In Sanskrit class I’m noticing less feedback from my teacher. He used to be quick to correct mistakes or offer help. Now he gives me longer to figure it out myself, and he no longer offers any encouraging noises while I’m puzzling through the words in a sentence out loud. I’m to assume that silence is good. He’ll intervene if I make a mistake, but that’s it. It’s a tacit sign of progress and I’m having to adjust, not to wait for encouragement but to trust in my ability and keep going as far as I can. I have to resist sounding out each word with a questioning upward inflection! I can remember this part of the learning curve in reading Ancient Greek at school. My disciplinarian teacher’s tetchy mantra then was “Don’t ask me, tell me!” Now I’m an adult learner everything is disorientatingly more courteous!
So too in yoga I notice my teacher now rarely offers direct feedback on my practice. There’s often no hands-on adjustments in class, and almost never a verbal call-out to improve alignment from a distance. I guess this too is good. He can let me get on with it more by myself.
But unlike the Sanskrit learning curve, I feel much less sure how this practice works out through time. Each step on the mat feels like the first I’ve ever made, along a road I’ve never travelled. If I could perform each āsana with a physical question mark, I’m sure I would! I crave encouragement, even though I’m aware that’s probably not what I really need. Not in the long run.

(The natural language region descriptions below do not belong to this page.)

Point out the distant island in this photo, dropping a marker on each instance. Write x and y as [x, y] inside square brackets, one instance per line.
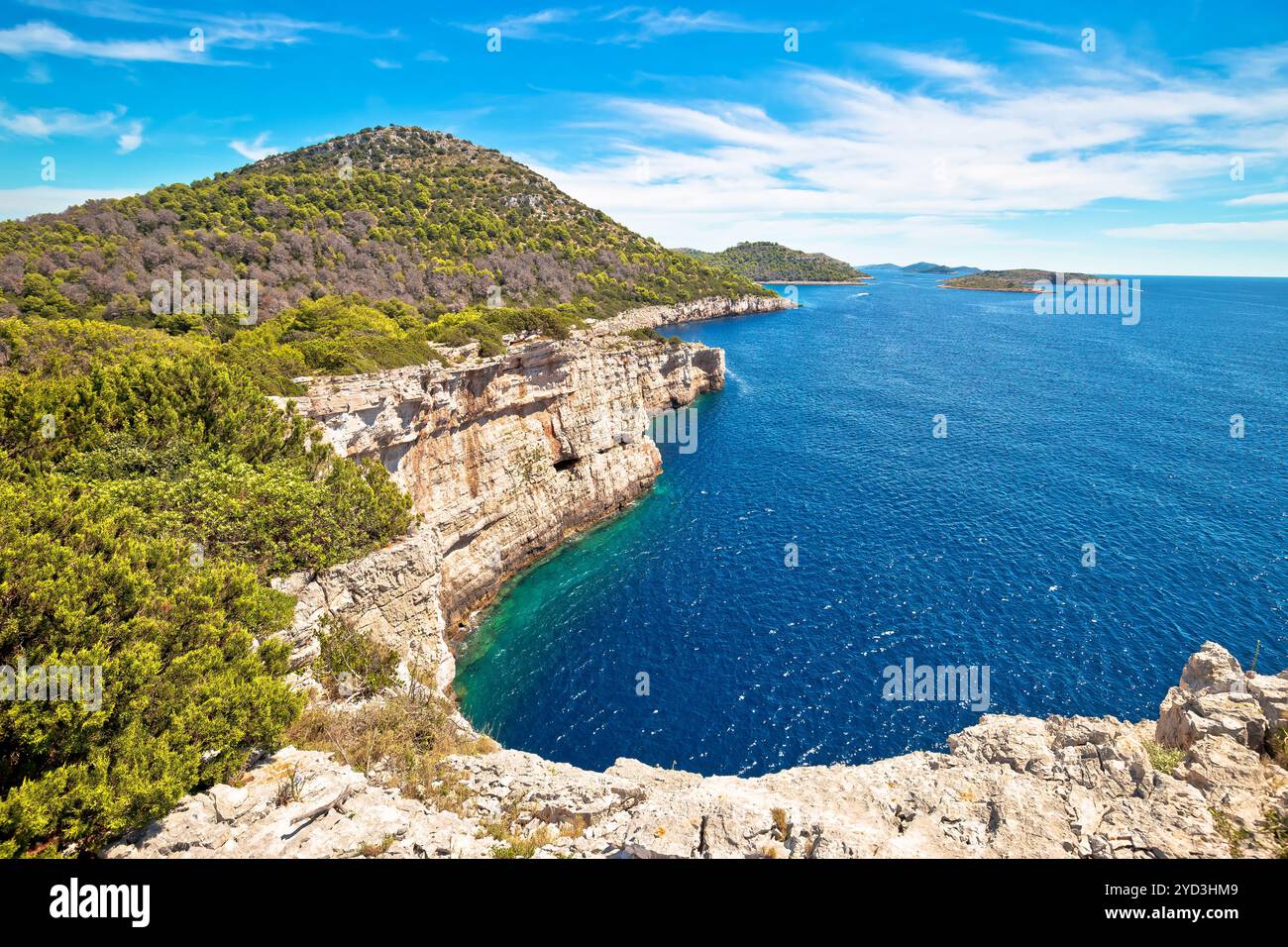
[1019, 279]
[922, 266]
[767, 262]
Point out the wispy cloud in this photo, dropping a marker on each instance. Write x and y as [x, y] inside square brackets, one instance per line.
[932, 65]
[51, 123]
[24, 201]
[243, 30]
[44, 38]
[645, 24]
[256, 150]
[1209, 231]
[848, 158]
[130, 140]
[528, 26]
[1266, 200]
[625, 25]
[1017, 21]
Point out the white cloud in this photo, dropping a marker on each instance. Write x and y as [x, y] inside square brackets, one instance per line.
[256, 150]
[46, 38]
[862, 170]
[645, 25]
[528, 26]
[1261, 200]
[24, 201]
[931, 65]
[1017, 21]
[130, 140]
[1211, 231]
[38, 73]
[50, 123]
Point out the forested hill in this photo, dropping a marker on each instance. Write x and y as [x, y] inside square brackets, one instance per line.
[387, 213]
[767, 262]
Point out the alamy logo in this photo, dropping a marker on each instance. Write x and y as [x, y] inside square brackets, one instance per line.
[961, 684]
[673, 425]
[1082, 298]
[75, 899]
[176, 295]
[53, 684]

So the work in yoga is in feeling and surrendering into a pose — drawing on the inner teacher, perhaps, learning to trust myself and develop self-reliance and the ability to self-regulate in all sorts of ways. A very different skill to mastering Sanskrit spelling and grammar! My Sanskrit teacher might correct me, but my yoga teacher creates a space and the rest is up to me.
The similarities and differences in learning are interesting given the juxtaposition of classes on the same day. It makes me aware of my different reactions to working my brain and working my body. Sanskrit and āsana are both a practice, both a work in progress. Might as well enjoy the journey — it’s going to be a long one.